From the get go, impacted communities have known that there are no safe levels of PFAS in our drinking water. We have been working alongside side communities in the Northeast and nationally to fight for just that. It’s time to turn the tap off contamination, make polluters pay, and ensure that a contamination crisis like this never happens again.
For too long, powerful corporate interests have kept us hooked on polluting fossil fuels as our primary energy source. The result is an energy system that harms our health and our planet, that operates behind closed doors with zero accountability, and that is dragging its feet on the transition to clean, renewable options. Through generations, polluting facilities have consistently been placed in lower income communities of color, cementing an environmentally racist landscape where the same neighborhoods are battling threats on multiple fronts.

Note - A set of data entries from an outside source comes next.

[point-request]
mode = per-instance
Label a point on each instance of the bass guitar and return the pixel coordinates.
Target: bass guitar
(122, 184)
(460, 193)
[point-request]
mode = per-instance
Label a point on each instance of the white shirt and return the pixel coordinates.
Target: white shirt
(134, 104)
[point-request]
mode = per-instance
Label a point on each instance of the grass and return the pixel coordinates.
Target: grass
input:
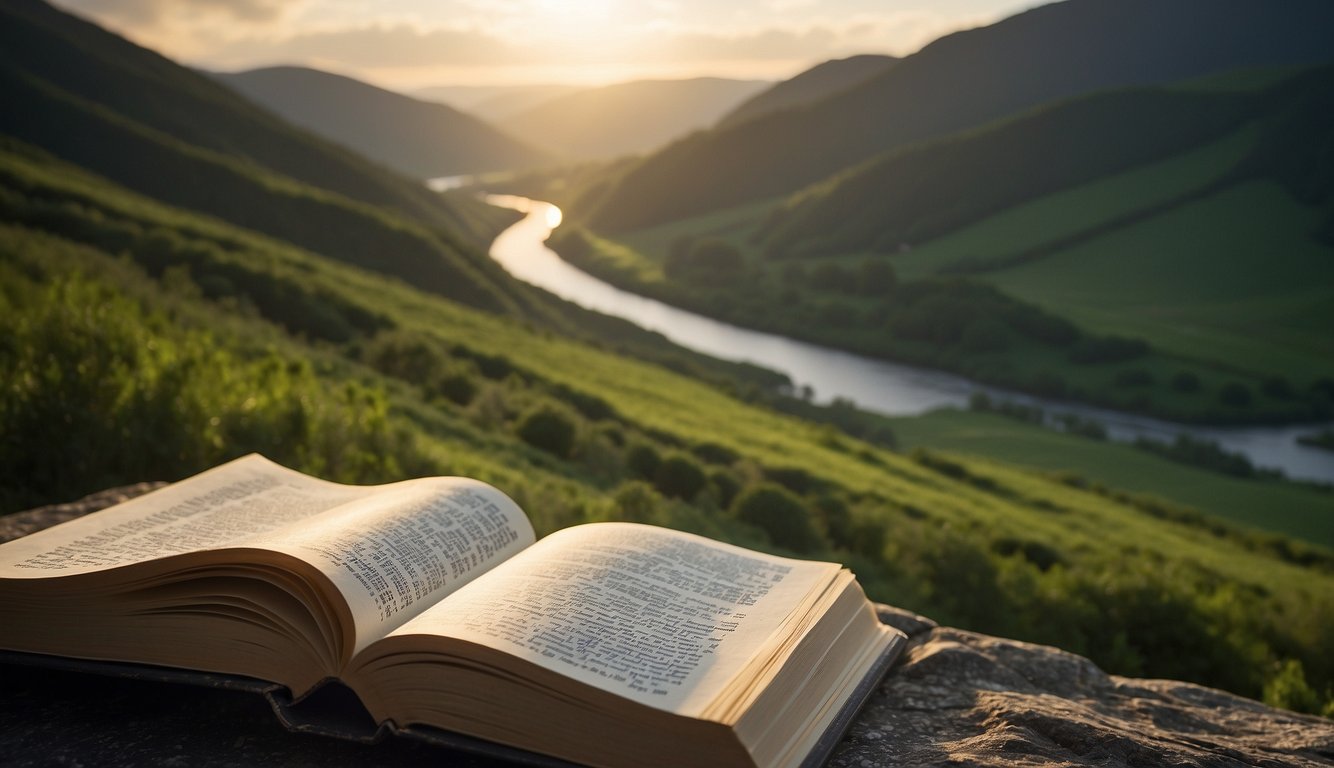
(1231, 278)
(1261, 504)
(1073, 211)
(931, 532)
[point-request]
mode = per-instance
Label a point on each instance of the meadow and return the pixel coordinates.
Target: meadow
(196, 340)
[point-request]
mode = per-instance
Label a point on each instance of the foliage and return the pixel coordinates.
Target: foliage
(783, 518)
(979, 544)
(679, 476)
(548, 427)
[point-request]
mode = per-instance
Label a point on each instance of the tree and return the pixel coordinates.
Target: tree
(782, 516)
(551, 428)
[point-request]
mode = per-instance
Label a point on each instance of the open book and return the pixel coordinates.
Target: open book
(606, 644)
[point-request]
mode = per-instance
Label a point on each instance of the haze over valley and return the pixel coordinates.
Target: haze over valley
(1079, 258)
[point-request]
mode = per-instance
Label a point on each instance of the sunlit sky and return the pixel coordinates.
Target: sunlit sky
(410, 44)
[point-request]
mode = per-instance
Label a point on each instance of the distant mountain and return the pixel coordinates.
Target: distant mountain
(814, 84)
(148, 124)
(494, 103)
(628, 118)
(927, 190)
(419, 139)
(963, 80)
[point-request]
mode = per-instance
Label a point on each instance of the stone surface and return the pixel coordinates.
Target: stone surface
(955, 699)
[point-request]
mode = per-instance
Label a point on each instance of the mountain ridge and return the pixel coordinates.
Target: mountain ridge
(958, 82)
(415, 138)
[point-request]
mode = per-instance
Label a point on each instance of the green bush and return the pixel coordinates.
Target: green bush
(679, 476)
(782, 516)
(551, 428)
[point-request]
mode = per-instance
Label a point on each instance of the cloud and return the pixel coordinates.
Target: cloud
(388, 46)
(164, 12)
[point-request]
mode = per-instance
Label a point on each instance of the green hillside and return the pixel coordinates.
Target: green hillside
(1153, 250)
(1258, 504)
(627, 118)
(418, 139)
(164, 131)
(196, 342)
(961, 82)
(184, 279)
(60, 55)
(811, 86)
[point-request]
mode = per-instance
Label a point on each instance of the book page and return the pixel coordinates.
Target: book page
(400, 551)
(659, 616)
(218, 508)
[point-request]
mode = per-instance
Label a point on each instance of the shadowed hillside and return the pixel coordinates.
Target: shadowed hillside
(628, 118)
(965, 80)
(815, 84)
(418, 139)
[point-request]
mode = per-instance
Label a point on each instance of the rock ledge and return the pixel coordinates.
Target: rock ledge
(955, 699)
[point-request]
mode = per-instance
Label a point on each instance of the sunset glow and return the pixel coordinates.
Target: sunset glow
(410, 44)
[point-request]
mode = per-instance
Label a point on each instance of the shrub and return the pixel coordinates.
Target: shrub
(781, 516)
(1235, 395)
(643, 459)
(1185, 382)
(551, 428)
(635, 502)
(679, 476)
(1134, 378)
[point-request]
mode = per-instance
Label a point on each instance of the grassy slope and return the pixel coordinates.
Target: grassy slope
(971, 508)
(1282, 507)
(1231, 278)
(963, 80)
(1234, 278)
(418, 139)
(1083, 207)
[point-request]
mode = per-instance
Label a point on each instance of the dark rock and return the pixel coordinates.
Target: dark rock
(966, 699)
(955, 699)
(24, 523)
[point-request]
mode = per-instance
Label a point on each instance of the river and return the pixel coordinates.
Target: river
(873, 384)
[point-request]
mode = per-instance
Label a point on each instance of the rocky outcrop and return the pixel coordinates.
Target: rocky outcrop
(966, 699)
(955, 699)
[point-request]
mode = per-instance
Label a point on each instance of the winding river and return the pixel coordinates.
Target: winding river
(873, 384)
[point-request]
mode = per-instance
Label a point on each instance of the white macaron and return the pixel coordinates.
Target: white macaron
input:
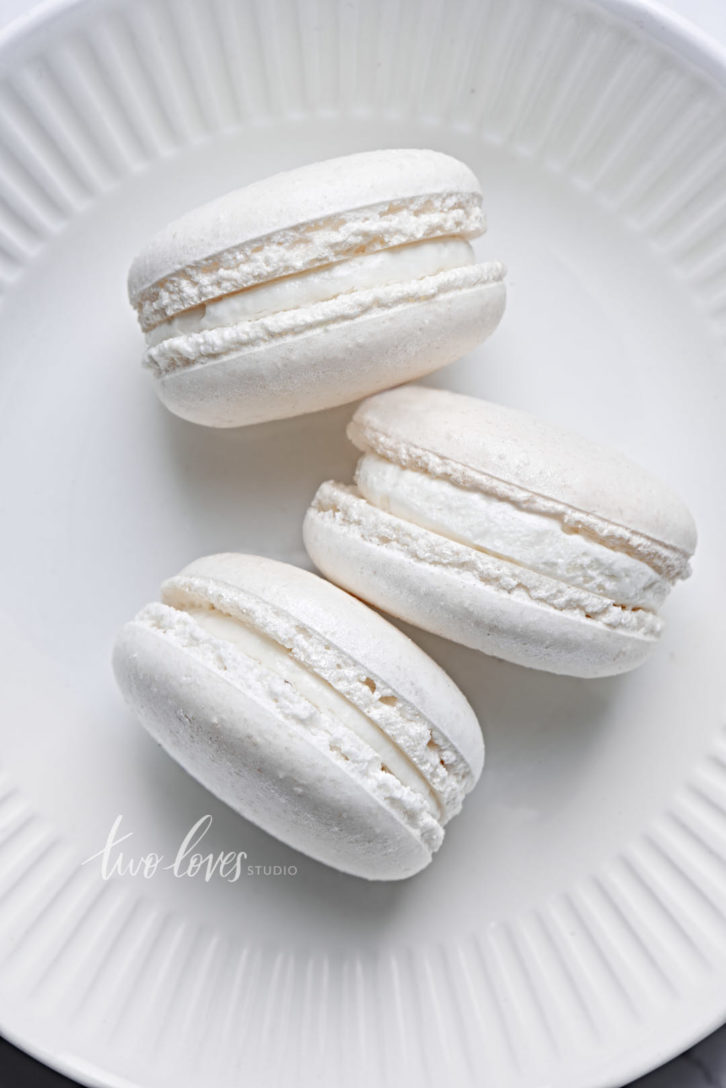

Burning coal, gas, oil, or wood for energy produces greenhouse gas emissions, toxic gasses, and tiny particulate matter that cause pulmonary issues, cardiac disease, cancers, and more. As residents in Springfield, MA have long pointed out, “We breathe what you burn.” It is past time to shift to alternative sources of energy like wind, solar, and storage, and to incorporate crucial tools such as energy efficiency, microgrids, and demand response to create a cleaner, healthier, more resilient system.
From fracked gas pipelines to fossil fuel power plants, we are working with residents who are on the frontlines of our energy system’s harmful history and present. Together, we are ensuring a just transition to a future with transparency, accountability, distributed energy, and clean, renewable sources.
We envision a world where everyone can live, work, and play in communities that are safe, healthy, and sustainable. Where communities have all the resources they need to tap into their power, make their voices heard, and determine their own futures.
We work in partnership with the communities most impacted by pollution to root out environmental racism and classism.
Our work is guided and led by community members living on the frontlines of environmental pollution.
No one should have to face problems alone, so we show up for communities facing down corporate polluters and unresponsive governments.
We take pride in our work and in bringing people together to solve problems and give new leaders in the environmental justice movement the skills and support to advocate for their communities and for a better world.
Residents are the best advocates for their communities. We don’t speak for communities, we support communities and local leaders in speaking for themselves.